Spanien steht vor einem Wochenende, das von der Gewalt des Sturms Ingrid geprägt ist, der in Galicien rote Warnungen aufgrund von Seegang—mit Wellen von bis zu 9 Metern—ausgelöst und die Schneefallgrenze im Nordwesten und auf der Nordmeseta auf ungewöhnlich niedrige Werte um 300-500 Meter gesenkt hat. Diese Episode, typisch für den atlantischen Winter, aber von bemerkenswerter Intensität, vereint sehr starke und verbreitete Winde, anhaltende Regenfälle und eine durch den Windchill verstärkte, durchdringende Kälte. Die Situation erreichte ihren kritischsten Punkt am Freitag, wobei der Samstag die Härte beibehalten wird, insbesondere an der Küste und in Schneegebieten, und ein Sonntag mit langsamem Rückzug, jedoch ohne sofortige Normalisierung.
Die Auswirkungen sind ungleichmäßig, aber schwerwiegend. Galicien und die kantabrische Küste tragen die Hauptlast des Meeresangriffs mit konkreten Risiken von Küstenüberschwemmungen und Schäden. Gleichzeitig bereiten sich das Landesinnere im Nordwesten, Kastilien und León sowie Bergregionen auf Schneefälle vor, die, obwohl nicht historisch in der Akkumulation, aufgrund der niedrigen Schneefallgrenze bedeutend sind und drohen, Nebenstraßen lahmzulegen und den Zugang zu erschweren. Der Wind mit orkanartigen Böen wirkt als Multiplikator des Chaos, reduziert die Sicht, verstärkt das Kältegefühl und verursacht Vorfälle wie umstürzende Bäume oder herumfliegende Gegenstände.
Angesichts dieses Szenarios haben die Behörden außergewöhnliche Maßnahmen für den Straßenverkehr ergriffen. Die Generaldirektion für Verkehr (DGT) hat, den Warnungen des Staatlichen Meteorologischen Amtes (AEMET) folgend, vorsorglich die Fahrt von LKW über 7.500 kg auf zahlreichen Strecken im Nordwesten und im Zentrum der Halbinsel während des Wochenendes verboten.
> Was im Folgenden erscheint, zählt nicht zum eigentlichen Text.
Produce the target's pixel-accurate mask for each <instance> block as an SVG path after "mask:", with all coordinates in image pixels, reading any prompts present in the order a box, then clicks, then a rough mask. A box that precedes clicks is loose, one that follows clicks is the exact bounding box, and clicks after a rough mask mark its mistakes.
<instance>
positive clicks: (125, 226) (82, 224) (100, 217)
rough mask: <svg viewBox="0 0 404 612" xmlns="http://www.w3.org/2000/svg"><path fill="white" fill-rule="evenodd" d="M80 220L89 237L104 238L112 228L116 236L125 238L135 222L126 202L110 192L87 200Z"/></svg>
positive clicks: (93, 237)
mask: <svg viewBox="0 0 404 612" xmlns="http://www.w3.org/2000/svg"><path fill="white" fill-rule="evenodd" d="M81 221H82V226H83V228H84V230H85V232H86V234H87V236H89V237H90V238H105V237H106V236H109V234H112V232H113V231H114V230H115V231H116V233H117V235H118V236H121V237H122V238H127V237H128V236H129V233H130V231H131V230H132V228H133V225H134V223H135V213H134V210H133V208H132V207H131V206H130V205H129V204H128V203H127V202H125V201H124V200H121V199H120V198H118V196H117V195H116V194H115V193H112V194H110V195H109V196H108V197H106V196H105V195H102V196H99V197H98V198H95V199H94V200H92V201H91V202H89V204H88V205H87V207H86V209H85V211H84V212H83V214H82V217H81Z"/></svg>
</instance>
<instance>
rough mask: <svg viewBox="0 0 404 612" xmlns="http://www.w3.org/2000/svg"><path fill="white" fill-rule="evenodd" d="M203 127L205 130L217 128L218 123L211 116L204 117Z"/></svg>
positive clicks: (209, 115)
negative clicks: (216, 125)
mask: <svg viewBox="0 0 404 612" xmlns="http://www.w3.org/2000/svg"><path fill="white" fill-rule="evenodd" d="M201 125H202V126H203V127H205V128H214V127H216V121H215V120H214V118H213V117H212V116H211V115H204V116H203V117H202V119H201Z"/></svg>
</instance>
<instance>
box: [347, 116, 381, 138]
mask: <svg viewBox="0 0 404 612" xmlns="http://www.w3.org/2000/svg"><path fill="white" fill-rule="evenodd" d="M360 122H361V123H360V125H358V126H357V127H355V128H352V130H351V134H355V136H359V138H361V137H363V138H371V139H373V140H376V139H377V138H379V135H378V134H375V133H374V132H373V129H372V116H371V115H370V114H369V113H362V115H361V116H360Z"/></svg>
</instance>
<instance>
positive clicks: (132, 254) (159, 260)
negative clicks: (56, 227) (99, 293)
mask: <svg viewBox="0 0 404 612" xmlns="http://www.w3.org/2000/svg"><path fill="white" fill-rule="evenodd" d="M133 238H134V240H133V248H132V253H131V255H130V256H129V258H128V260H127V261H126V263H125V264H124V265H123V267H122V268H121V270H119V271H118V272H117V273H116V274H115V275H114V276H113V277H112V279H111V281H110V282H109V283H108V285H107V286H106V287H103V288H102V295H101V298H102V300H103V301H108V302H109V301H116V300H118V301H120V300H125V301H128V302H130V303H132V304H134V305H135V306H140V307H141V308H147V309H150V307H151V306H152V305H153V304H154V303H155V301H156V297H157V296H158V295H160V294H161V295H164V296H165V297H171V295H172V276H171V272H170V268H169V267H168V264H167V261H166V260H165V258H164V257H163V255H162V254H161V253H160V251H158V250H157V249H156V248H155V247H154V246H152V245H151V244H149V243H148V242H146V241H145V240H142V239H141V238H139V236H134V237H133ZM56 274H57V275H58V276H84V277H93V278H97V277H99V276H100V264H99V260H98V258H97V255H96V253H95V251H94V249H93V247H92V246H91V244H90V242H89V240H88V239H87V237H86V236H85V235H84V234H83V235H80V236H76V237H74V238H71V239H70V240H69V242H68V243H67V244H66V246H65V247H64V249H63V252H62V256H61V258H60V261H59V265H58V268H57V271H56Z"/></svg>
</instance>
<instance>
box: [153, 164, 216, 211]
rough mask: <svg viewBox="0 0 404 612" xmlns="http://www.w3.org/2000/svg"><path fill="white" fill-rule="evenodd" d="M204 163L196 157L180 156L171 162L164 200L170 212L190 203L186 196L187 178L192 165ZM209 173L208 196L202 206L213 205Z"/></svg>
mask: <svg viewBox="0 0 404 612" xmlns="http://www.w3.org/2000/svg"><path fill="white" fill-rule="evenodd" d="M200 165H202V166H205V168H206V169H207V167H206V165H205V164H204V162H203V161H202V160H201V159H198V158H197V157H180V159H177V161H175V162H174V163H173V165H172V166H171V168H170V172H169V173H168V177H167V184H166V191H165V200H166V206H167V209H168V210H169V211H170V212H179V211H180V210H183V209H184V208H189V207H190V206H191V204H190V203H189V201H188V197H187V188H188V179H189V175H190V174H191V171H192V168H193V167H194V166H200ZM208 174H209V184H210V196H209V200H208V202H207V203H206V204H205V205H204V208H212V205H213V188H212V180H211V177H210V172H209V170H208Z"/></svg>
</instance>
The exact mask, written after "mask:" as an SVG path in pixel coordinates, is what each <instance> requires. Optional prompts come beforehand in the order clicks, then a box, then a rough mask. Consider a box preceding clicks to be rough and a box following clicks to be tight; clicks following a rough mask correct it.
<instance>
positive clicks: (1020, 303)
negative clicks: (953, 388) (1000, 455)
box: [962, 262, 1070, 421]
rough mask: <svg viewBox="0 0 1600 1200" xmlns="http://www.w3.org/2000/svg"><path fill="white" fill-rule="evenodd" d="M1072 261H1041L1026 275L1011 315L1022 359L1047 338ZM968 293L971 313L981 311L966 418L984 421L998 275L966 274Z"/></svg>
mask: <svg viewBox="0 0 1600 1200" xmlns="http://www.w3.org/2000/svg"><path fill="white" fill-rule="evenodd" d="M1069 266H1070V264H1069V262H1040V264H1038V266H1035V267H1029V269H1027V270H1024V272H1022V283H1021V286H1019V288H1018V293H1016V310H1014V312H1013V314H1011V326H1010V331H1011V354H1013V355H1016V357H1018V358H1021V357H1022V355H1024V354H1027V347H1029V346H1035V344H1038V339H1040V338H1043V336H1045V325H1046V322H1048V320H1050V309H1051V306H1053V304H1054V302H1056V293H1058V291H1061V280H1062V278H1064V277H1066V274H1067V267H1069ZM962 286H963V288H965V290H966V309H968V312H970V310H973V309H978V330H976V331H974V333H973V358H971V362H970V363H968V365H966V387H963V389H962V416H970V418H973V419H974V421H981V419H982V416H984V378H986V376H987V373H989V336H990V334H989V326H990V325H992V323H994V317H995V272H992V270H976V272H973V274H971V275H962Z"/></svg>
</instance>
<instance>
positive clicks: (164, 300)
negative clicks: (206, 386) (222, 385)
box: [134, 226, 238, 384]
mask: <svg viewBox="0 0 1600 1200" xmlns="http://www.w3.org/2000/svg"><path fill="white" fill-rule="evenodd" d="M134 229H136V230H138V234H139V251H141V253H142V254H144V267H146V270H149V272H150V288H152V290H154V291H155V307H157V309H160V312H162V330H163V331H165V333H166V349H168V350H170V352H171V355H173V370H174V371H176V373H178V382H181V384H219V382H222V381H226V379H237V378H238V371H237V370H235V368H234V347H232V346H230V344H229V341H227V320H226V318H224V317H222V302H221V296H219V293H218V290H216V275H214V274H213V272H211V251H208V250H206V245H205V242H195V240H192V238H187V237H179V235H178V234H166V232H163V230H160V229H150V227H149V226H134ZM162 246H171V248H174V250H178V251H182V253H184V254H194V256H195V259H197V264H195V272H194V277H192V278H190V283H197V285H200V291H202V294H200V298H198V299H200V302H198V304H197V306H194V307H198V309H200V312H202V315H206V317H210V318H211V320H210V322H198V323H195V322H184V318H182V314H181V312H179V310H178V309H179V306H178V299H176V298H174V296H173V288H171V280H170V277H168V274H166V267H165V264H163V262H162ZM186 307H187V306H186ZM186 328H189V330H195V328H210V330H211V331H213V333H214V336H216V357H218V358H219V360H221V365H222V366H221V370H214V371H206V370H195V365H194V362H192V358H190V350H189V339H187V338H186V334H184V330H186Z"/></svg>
Die Entscheidung zielt darauf ab, die Verkehrssicherheit und die Einsatzfähigkeit der Rettungsdienste angesichts des hohen Risikos zu gewährleisten, dass schwere Fahrzeuge im Schnee stecken bleiben oder vom Wind verweht werden und kritische Hindernisse verursachen.
Allerdings hat der Spanische Güterverkehrsverband (CETM) mit harscher Kritik reagiert und gewarnt, dass diese Einschränkungen ohne ausreichende logistische Unterstützung Berufsfahrer „buchstäblich liegen lassen“ können, wodurch Ruhezeiten verletzt und ernste Risiken eingegangen werden. Der Sektor fordert vom Verkehrsministerium und der DGT mehr Vorausschau, den vollständigen Einsatz von Räumfahrzeugen und Flexibilität, um die Verbote so schnell wie möglich aufzuheben, wobei betont wird, dass sie sowohl an der Sicherheit als auch an der Kontinuität des Dienstes interessiert sind.
Zusammenfassend beendet das Wochenende ein meteorologisches Ereignis großer Intensität, das über das Anekdotische hinausgeht und zu einer logistischen und Sicherheitskrise wird. Während sich Ingrid zurückzieht und eine Spur von aufgewühltem Meer, Schnee in niedrigen Lagen und geringen Schäden hinterlässt, ist die Debatte über das Management solcher Notfälle im Güterverkehr eröffnet. Die Balance zwischen äußerster Vorsicht und der Funktionsfähigkeit eines lebenswichtigen Sektors wird zweifellos eines der spürbarsten Vermächtnisse dieses Unwetters sein.